We were very keen to see the view over the Southern Patagonian Icecap so hoped the weather would hold for a few more days. We had also hoped for a rest day but the forecast was for 2 more good days before things deteriorated in a big way so we just had the one night in El Chalten and headed off first thing.
Cutting the 7hr hike to the camp down to 4hrs we decided to keep going up valley and getting the infamouse river crossing done if we could. We had heard many stories of raging glacial torrents, waist deep and floating iceblocks, and bracing against fierce down river winds. along with the need to cross at 4am in the morning. Well we crossed at 1pm, maybe knee deep and with NZ river crossing skills managed to just get our knees wet. Pays not to listen too much to stories. Having said that, the crossing does take a few people down thru bad timing and crossing in the wrong place on their own.

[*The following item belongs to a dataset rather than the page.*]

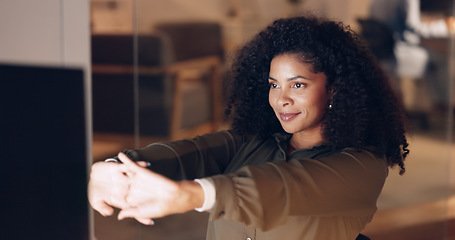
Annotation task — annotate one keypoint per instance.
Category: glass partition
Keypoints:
(168, 82)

We decided to make a dash (slowly) for the pass and try and camp up there. By 5.30 we had made the interesting journey up the valley, over the glacier snout, thru steep bluffy terrain and up the final steep scree slope. The journey was possible reminiscent of travel thru the larger glaciated NZ valleys in Victorian times -with glacier snouts to cross as you made your way up valley.Glacial recession is certainly evident here but with degrees of latitude south to slow it down.
The pass was very special – the views over the ice fields fantastic and as you will see in the photos the sunrise sublime. We suspect it is a rare day that you can get the reflections we did at Paseo Del Viento – Pass of the wind.
We backtracked the next day and had a high camp on the walk out. The freight trains of wind hit us at 5am so we opted for an early start rather than the possible need for new tent poles. Finally we get to see some real Patagonian weather!